Vandrad the Viking, the Feud and the Spell eBook

This eBook from the Gutenberg Project consists of approximately 158 pages of information about Vandrad the Viking, the Feud and the Spell.

Vandrad the Viking, the Feud and the Spell eBook

This eBook from the Gutenberg Project consists of approximately 158 pages of information about Vandrad the Viking, the Feud and the Spell.
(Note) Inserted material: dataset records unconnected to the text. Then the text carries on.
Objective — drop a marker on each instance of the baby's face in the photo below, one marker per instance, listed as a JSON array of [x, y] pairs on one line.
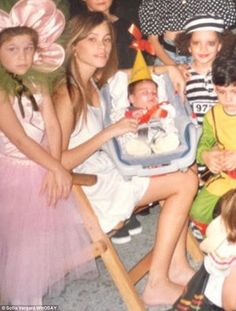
[[144, 95]]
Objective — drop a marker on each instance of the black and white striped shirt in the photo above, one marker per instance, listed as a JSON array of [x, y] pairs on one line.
[[158, 16]]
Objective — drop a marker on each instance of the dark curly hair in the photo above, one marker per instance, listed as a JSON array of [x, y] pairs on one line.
[[226, 38]]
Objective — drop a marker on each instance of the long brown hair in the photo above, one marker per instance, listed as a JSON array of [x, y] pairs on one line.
[[78, 29], [228, 213], [226, 38]]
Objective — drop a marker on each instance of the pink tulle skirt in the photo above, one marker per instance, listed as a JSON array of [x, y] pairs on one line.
[[38, 244]]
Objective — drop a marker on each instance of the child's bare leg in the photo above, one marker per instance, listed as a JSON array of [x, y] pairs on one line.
[[178, 190], [229, 290]]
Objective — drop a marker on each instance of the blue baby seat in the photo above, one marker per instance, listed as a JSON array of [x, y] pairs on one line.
[[157, 164]]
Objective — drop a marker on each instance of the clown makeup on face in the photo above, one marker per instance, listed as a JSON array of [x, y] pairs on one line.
[[143, 94]]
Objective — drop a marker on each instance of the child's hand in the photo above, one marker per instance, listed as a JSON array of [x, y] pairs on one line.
[[213, 160], [123, 126], [57, 185], [229, 160]]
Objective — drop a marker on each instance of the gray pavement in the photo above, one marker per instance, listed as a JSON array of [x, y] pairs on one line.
[[100, 294]]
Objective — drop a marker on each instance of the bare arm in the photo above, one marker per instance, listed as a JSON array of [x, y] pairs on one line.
[[12, 128], [56, 185], [74, 157], [52, 127]]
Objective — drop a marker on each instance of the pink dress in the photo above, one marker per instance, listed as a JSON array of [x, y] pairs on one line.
[[38, 244]]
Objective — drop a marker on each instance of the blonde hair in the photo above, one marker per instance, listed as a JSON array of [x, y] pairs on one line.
[[78, 29], [227, 205]]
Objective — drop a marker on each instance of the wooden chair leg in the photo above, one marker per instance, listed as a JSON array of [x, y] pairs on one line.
[[193, 247], [121, 279], [103, 247]]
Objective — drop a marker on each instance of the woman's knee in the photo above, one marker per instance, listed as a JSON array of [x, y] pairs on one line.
[[188, 181]]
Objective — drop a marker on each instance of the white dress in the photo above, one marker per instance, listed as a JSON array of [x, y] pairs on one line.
[[112, 198]]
As they neared the stones, Estein’s onset became more furious than ever; sword and shield had to shift up and down, right and left, to guard his storm of blows, and all the while Liot was being driven back the faster towards one place where larger stones than usual had been used to make the ring.  In vain he sprang suddenly to one side; Estein was before him, and his blade nearly found its way home.  Two paces more Liot gave way, and then his heel struck a boulder.  For an instant he lost his balance, and that moment was his last on earth.  As the shield shifted, Estein’s sword came full on his neck, and it was only the bairn-slayer’s body that fell without the ring.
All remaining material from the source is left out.